Lord, help me to walk with humility and to walk in the wisdom of seeking counsel and advice.
Read: 1 CHRONICLES 13:1-14
 David conferred with each of his officers, the commanders of thousands and commanders of hundreds.  He then said to the whole assembly of Israel, "If it seems good to you and if it is the will of the LORD our God, let us send word far and wide to the rest of our people throughout the territories of Israel, and also to the priests and Levites who are with them in their towns and pasturelands, to come and join us.  Let us bring the ark of our God back to us, for we did not inquire of it during the reign of Saul."  The whole assembly agreed to do this, because it seemed right to all the people.  So David assembled all Israel, from the Shihor River in Egypt to Lebo Hamath, to bring the ark of God from Kiriath Jearim.  David and all Israel went to Baalah of Judah (Kiriath Jearim) to bring up from there the ark of God the LORD, who is enthroned between the cherubim-the ark that is called by the Name.  They moved the ark of God from Abinadab's house on a new cart, with Uzzah and Ahio guiding it.  David and all the Israelites were celebrating with all their might before God, with songs and with harps, lyres, timbrels, cymbals and trumpets.  When they came to the threshing floor of Kidon, Uzzah reached out his hand to steady the ark, because the oxen stumbled.  The LORD's anger burned against Uzzah, and he struck him down because he had put his hand on the ark. So he died there before God.  Then David was angry because the LORD's wrath had broken out against Uzzah, and to this day that place is called Perez Uzzah.  David was afraid of God that day and asked, "How can I ever bring the ark of God to me?" He did not take the ark to be with him in the City of David. Instead, he took it to the house of Obed-Edom the Gittite.  The ark of God remained with the family of Obed-Edom in his house for three months, and the LORD blessed his household and everything he had.

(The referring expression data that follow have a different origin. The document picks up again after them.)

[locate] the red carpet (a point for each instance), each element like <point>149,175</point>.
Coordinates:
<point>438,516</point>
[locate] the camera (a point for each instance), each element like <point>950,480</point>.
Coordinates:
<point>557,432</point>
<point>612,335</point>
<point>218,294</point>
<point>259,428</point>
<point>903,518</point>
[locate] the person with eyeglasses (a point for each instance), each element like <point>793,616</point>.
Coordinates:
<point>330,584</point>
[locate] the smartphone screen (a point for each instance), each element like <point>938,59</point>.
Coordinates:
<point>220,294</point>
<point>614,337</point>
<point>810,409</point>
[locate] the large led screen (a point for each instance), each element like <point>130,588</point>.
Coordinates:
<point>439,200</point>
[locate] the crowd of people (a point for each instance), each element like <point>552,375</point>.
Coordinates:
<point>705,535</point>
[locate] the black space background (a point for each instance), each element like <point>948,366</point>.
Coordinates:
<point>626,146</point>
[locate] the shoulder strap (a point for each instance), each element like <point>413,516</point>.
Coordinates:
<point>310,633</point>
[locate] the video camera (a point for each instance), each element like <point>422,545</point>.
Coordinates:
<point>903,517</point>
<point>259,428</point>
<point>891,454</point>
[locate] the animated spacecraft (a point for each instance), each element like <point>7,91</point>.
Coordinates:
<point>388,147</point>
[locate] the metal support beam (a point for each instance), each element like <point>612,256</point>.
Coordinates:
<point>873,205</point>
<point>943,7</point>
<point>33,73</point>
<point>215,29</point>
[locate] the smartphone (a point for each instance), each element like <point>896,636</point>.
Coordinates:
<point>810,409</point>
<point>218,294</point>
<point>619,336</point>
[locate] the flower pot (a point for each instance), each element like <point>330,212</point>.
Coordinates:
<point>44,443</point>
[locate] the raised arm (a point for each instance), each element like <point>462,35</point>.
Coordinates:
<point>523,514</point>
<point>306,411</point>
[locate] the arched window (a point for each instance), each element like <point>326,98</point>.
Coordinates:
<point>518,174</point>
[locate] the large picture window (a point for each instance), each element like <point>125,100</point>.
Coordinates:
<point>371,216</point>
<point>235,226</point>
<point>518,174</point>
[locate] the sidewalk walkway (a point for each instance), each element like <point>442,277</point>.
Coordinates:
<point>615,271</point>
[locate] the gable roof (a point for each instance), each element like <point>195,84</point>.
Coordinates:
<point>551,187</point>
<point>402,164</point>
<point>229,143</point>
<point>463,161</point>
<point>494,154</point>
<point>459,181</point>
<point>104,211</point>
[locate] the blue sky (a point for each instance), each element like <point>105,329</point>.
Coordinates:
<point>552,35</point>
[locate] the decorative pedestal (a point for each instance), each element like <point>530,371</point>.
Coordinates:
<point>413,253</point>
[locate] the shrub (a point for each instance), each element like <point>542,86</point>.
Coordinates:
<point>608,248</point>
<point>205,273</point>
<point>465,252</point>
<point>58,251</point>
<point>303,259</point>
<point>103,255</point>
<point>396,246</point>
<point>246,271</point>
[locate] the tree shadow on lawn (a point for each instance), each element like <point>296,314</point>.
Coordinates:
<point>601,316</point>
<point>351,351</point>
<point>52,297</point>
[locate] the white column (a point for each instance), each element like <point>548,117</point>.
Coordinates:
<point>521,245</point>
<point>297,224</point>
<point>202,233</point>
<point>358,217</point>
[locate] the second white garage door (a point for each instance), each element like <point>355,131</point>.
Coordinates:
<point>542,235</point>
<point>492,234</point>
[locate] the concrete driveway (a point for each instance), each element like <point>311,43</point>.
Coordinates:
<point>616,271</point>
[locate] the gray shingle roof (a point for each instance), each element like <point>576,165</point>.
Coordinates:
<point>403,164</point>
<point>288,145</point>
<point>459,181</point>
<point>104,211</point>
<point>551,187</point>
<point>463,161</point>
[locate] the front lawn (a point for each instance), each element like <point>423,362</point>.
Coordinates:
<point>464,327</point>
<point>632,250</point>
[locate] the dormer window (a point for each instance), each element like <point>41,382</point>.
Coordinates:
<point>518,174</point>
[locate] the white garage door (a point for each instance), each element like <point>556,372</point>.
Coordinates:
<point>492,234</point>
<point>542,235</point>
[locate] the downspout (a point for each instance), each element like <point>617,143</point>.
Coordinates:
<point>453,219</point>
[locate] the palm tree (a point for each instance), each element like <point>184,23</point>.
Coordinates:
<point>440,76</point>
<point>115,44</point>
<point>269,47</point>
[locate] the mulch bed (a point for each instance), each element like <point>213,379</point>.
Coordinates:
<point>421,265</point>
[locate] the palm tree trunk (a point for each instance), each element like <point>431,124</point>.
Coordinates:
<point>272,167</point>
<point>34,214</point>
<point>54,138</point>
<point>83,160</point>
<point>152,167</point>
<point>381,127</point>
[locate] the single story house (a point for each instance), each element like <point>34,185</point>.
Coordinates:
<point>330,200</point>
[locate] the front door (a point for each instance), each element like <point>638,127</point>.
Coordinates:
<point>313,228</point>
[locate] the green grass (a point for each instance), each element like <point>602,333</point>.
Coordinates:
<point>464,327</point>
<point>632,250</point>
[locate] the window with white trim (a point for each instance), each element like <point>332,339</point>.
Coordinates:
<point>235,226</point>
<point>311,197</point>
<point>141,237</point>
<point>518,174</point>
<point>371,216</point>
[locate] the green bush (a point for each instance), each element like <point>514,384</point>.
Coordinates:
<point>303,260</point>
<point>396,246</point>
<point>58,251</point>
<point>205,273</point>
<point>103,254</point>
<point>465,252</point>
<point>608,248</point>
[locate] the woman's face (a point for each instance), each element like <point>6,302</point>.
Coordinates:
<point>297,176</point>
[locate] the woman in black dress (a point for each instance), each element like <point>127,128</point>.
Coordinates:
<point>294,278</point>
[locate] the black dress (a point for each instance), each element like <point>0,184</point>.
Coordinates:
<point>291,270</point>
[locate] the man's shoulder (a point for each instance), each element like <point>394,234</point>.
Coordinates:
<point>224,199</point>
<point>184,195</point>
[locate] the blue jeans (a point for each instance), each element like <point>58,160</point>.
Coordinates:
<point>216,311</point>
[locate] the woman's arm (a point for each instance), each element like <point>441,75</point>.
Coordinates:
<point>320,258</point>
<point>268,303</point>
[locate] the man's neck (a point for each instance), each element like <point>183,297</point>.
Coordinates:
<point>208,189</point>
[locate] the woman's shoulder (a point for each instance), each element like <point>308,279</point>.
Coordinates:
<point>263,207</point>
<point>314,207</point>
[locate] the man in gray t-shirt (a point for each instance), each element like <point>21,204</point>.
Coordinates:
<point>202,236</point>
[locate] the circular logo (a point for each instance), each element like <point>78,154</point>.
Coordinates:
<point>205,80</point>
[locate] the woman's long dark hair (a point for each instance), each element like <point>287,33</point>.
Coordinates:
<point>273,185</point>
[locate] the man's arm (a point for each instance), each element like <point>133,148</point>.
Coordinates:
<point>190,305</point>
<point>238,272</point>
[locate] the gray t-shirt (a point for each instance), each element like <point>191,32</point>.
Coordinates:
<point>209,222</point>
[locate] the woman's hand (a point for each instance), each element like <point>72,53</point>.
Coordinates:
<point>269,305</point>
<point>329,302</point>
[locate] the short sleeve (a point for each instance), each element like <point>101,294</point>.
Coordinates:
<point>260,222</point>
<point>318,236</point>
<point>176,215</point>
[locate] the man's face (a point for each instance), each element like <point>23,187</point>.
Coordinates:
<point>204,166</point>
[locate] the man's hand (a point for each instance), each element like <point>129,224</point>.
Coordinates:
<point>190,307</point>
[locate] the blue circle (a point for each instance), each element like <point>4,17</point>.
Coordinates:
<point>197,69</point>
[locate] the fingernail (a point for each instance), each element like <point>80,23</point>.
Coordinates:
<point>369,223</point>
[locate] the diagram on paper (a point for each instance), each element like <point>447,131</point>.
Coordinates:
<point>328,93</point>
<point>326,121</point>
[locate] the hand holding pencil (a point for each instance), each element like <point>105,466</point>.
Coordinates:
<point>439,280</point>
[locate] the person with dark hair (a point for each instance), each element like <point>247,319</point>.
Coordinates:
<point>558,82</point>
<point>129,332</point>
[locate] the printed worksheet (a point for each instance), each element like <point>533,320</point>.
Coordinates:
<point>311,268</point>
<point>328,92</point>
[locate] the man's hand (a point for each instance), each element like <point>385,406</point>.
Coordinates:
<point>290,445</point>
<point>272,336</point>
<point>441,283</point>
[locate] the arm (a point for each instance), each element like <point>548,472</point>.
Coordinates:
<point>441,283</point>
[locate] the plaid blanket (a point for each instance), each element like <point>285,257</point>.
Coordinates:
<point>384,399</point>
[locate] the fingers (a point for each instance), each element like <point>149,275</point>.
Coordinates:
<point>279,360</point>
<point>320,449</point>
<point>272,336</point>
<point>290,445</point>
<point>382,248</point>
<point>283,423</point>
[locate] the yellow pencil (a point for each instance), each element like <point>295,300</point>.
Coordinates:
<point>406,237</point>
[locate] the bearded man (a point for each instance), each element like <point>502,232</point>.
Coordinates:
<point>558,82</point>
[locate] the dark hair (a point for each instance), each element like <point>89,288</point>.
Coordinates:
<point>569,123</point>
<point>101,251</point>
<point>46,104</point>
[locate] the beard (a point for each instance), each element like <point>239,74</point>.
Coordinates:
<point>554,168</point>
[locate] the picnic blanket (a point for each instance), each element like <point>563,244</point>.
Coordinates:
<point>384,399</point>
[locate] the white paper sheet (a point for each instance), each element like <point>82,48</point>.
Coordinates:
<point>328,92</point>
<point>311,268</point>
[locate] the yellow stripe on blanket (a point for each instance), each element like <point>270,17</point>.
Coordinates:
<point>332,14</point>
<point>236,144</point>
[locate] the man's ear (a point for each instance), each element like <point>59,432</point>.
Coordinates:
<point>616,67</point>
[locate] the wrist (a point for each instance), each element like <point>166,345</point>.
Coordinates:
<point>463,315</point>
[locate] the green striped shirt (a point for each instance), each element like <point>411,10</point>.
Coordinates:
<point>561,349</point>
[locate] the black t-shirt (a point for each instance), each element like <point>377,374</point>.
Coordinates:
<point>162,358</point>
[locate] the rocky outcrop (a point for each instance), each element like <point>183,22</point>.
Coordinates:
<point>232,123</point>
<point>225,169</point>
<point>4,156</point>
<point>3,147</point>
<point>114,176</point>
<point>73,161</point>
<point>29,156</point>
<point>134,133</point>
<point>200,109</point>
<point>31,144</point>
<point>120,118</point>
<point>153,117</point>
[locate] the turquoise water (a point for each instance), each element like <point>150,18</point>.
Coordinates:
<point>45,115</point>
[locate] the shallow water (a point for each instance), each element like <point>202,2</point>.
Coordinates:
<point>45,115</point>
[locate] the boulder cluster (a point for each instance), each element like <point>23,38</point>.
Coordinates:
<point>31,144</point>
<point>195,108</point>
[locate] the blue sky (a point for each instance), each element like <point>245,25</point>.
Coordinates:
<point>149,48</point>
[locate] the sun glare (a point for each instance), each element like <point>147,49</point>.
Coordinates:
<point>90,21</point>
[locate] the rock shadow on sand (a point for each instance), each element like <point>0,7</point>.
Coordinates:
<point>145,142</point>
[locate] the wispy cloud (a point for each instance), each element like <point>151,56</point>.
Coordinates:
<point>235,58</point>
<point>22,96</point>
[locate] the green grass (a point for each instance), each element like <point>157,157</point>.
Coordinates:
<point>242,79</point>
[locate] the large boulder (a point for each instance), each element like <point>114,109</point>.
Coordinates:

Reflect: Do you recognize your need for others' input?
David is really settling into this business of being king. He addresses the "whole assembly of Israel" (a favorite phrase with the Chronicler). He wants to consult and he has an instinct to gather people together. So much leadership fails because people are neither gathered nor consulted. Where people are ignored they feel diminished; where they are consulted they grow. The issue is about bringing the Ark into Jerusalem. It has a long history as a sign of God's presence and David understands how vital it is to the building of the kingdom (Exodus 25,37), hence the celebration (8).
But then, disaster strikes. An ox stumbles, the Ark sways unsteadily, and Uzzah--not unreasonably, one would have thought--reaches out to steady it and is struck down dead. God is angry with Uzzah, David is angry with God, and the whole enterprise judders to a halt. Then anger gives way to fear. No one wants to touch the Ark again!
So leadership is not so simple. The holiness of God (6) and the need for proper care in handling the things and the people of God (15:13) is vital. It was a hard lesson (especially for Uzzah!). And it still is.
When considering getting advice, remember that getting God's counsel is always foremost!
Jesus, help me to walk as a member of Your body, and always to seek Your direction as the head of the Church.